Associate Bonus Watch: Tiers Of Scrutiny

You can get a market bonus for billing solid hours at this firm.

100 dollar bills in stacks bonus money benjaminsThe untimely passing of Justice Antonin Scalia, to which we’ve devoted extensive (some say excessive) coverage, will not keep Above the Law from performing one of its main missions: coverage of Biglaw bonuses.

Today’s announcement comes from Hughes Hubbard & Reed (whose bonuses we haven’t covered in a few years). HHR announced its bonuses earlier this month, but it took us a little while to get all the info we needed.

(Remember: our bonus coverage depends on the help we get from you, our readers. We can’t bring transparency to Biglaw compensation without the information and bonus memos that you send us, by email or by text (646-820-8477). Thanks, as always, for your contributions.)

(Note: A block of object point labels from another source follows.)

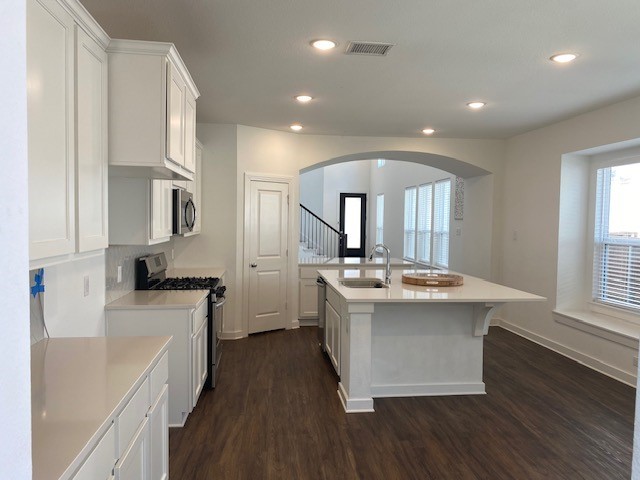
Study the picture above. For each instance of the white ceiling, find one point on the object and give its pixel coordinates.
(250, 57)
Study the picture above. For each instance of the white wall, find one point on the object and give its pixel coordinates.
(312, 191)
(216, 246)
(15, 373)
(532, 212)
(67, 312)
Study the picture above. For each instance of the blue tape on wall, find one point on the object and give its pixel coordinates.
(38, 286)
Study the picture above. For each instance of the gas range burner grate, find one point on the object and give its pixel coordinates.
(188, 283)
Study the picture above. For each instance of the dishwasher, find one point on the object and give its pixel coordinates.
(322, 296)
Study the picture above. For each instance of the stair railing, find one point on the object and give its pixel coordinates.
(320, 236)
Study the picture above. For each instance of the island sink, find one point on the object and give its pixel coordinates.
(363, 283)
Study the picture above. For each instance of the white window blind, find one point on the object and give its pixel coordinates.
(380, 218)
(410, 223)
(441, 214)
(616, 256)
(425, 204)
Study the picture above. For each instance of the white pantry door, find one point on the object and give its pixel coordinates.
(268, 233)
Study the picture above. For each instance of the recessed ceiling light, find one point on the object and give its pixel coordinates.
(476, 105)
(563, 57)
(323, 44)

As you may recall from prior coverage, Hughes Hubbard pays market base salaries until you’re a sixth-year associate (i.e., market rates through the fifth year). Here’s the firm’s base salary scale (with the market scale aka Simpson Thacher scale indicated parenthetically for comparison purposes, starting in the sixth year):

Class YearSalary

1st – $160,000
2nd – $170,000
3rd – $185,000
4th – $210,000
5th – $230,000
6th – $240,000 ($250,000)
7th – $250,000 ($265,000)
8th – $265,000 ($280,000)
9th – $275,000 ($290,000)
10th and above – $280,000 (varies)

(Occasionally associates with bad reviews may get penalized by having their salary frozen, says a source.)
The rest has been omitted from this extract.